When crude blew through $100 this spring on the Hormuz disruption, two ETFs caught the bid hardest: SPDR S&P Oil & Gas Exploration & Production ETF (NYSEARCA:XOP) and VanEck Oil Services ETF (NYSEARCA:OIH). Both look like clean ways to play oil above $100. Their exposures diverge sharply. XOP owns the companies that pump barrels. OIH owns the companies that sell drillers their rigs, frac fleets, and seismic surveys.

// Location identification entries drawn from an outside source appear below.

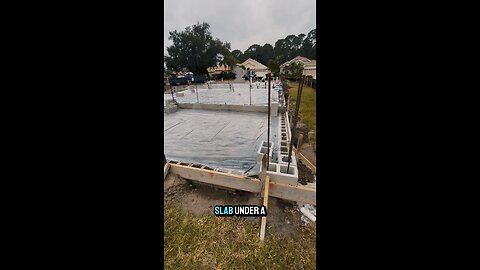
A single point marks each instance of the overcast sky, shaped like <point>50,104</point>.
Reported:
<point>242,22</point>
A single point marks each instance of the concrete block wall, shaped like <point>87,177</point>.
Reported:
<point>278,173</point>
<point>262,149</point>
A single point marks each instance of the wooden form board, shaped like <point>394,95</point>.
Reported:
<point>217,178</point>
<point>165,170</point>
<point>278,190</point>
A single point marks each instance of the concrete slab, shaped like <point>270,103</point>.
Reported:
<point>223,94</point>
<point>218,139</point>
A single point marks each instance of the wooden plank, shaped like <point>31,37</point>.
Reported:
<point>165,171</point>
<point>217,178</point>
<point>293,193</point>
<point>278,190</point>
<point>263,173</point>
<point>265,202</point>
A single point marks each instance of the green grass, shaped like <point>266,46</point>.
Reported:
<point>308,108</point>
<point>210,242</point>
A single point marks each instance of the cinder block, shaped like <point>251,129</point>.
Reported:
<point>263,150</point>
<point>274,108</point>
<point>278,173</point>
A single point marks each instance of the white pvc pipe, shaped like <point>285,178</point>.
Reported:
<point>308,214</point>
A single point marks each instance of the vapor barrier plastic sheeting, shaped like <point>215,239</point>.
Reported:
<point>222,94</point>
<point>218,139</point>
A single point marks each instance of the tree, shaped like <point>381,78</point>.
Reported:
<point>195,49</point>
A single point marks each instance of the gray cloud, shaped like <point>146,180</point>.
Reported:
<point>242,22</point>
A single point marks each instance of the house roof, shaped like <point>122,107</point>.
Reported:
<point>306,62</point>
<point>253,64</point>
<point>218,68</point>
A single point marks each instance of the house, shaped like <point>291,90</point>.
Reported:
<point>218,69</point>
<point>260,70</point>
<point>309,66</point>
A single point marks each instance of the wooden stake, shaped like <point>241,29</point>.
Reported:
<point>265,203</point>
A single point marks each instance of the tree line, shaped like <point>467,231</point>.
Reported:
<point>195,49</point>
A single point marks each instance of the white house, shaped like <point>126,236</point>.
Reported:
<point>309,66</point>
<point>260,70</point>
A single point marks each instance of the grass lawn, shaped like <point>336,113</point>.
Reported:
<point>308,108</point>
<point>209,242</point>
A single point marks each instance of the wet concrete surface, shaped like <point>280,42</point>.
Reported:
<point>218,139</point>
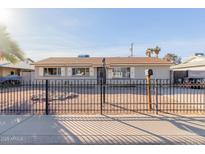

That distinction explains why OIH is up 34.46% year to date and XOP is up 32%. Although oil came back down to the ceasefire in Iran, the current resumption of US bombs on remaining Iranian military targets has oil climbing back up.
The Bet Each Fund Is Making
XOP tracks an equal-weight S&P E&P index, so a smaller-cap name like Gulfport Energy at 2.78% carries roughly the same weight as Exxon Mobil at 2.79%. The implicit bet is that the spot price of crude moves first, producer cash flow expands in lockstep, and small independents like Coterra Energy and Magnolia Oil & Gas deliver the high-beta torque the majors cannot. XOP wins fast spikes.
OIH is concentrated, modified-cap weighted, and holds roughly 26 oilfield services and equipment names dominated by SLB and Halliburton. Services revenue runs on drilling activity, completions, and capex budgets, not the spot price. Producers have to believe high prices will last before they commission more rigs and frac crews. OIH wins durable rallies that pull capex off the sidelines.
Where The Spike Showed Up
WTI peaked at $114.58 on April 7, 2026 and held above $100 from May 11 through May 22 as the Strait of Hormuz stayed effectively closed and 10.5 million barrels per day of Middle East production was shut in. Over the trailing year, OIH returned 60.24% against XOP’s 17.33%. That gap reflects the market pricing in a real services capex cycle rather than a single quarter of better realized prices for producers.
The mirror image showed up the past month. With WTI back to $84.65, OIH dropped 9.48% in a week against XOP’s 6.15%. Services unwind faster when the capex thesis weakens.
The Decade Tells The Real Story
Over 10 years, XOP is up 29.78%. OIH is down 22.3%. Shale capital discipline since 2020 starved service providers of pricing power even when producers were minting cash. Owning OIH long term is a bet that this discipline cracks. Owning XOP is a bet you can collect the cash flow without waiting for it to.
Practical Comparison
| Factor | XOP | OIH |
|---|---|---|
| Focus | Upstream E&P | Oilfield services & equipment |
| Construction | Equal-weight, ~60+ holdings | Modified cap-weight, ~26 holdings |
| Expense ratio | 0.35% | 0.35% |
| YTD 2026 | +32% | +34.46% |
| 1-year | +27.01% | +54.40% |
| 10-year | +44% | -26% |
The Verdict
For an investor convinced the Hormuz premium snaps back and crude reclaims $100 quickly, XOP is the cleaner instrument. The equal-weight book gives you torque from small independents that re-rate violently on spot moves, without single-name risk. For an investor who believes elevated prices will linger long enough to force producers to actually spend, including reactivating idled US rigs as the EIA warns it takes several months for shale supply to respond, OIH offers the leveraged play on that capex cycle. The 10-year chart is the warning: services need a sustained, multi-year up-cycle to justify ownership, and they have not gotten one in a decade. With WTI now up 4.6% in a month, the case for OIH only holds if you believe the geopolitical premium is coming back strongly. If not, XOP’s broader sleeve and stronger long-run track record make it the steadier vehicle.